Recently Tim Moore wrote an excellent post in My Disability Blog regarding the Social Security Disability Quality Review Board. As a former disability examiner, Mr. Moore has extensive experience with the Quality Review Board. Based upon his observations, he concludes that the actions of the Quality Review Board may be more nefarious than its quality control function implies. He states: “there seemed to be a clear pattern that indicated that the social security administration was looking far more closely at cases that examiners had determined should be approved, and not as closely at cases that disability examiners had determined should be denied.”

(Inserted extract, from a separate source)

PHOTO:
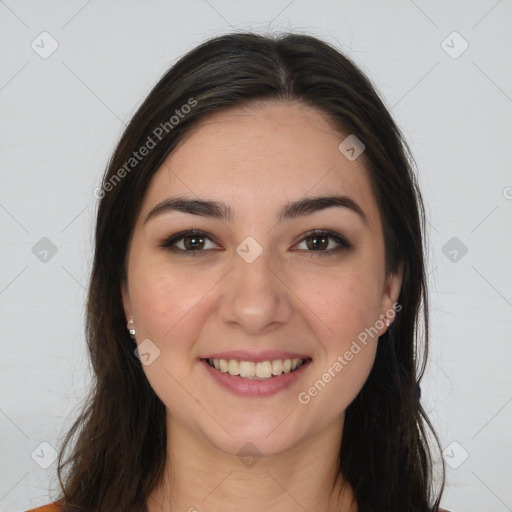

I have been meaning to write about the Quality Review Board for a while, but there is only anecdotal information available. This is because the SSA doesn’t tell anyone when a case goes to quality review, and when a decision is made, it is issued through the regular channels, so you can’t tell from the written decision that the DQB was involved. A DQB review is only shown by a close examination of the electronic claim file.

I have noticed the fingerprints of the DQB on my clients’ claims just 6 or 7 times. Overwhelmingly, as Tim Moore states, it has reviewed claims where benefits were granted. Some claims granted by DDS were then denied by the DQB; with other claims the DQB affirmed the grant of disability benefits. However, when it affirmed the grant of benefits, it often changed the alleged onset date for the claim.

The propensity of the DQB to mess around with onset dates is very troubling. It will affirm the granting of the application by DDS, but select a much more recent onset date than alleged by the claimant and accepted by DDS. So you are left with a partially favorable decision that is awkward to appeal, because you jeopardize ongoing benefits by appealing the onset date.

Messing around with onset dates is not quality control. It is just a different point of view on the medical evidence. In my view, it is just a way to chisel claimants (and, by extension, their attorneys). And because it is done completely behind the scenes, I find it troubling.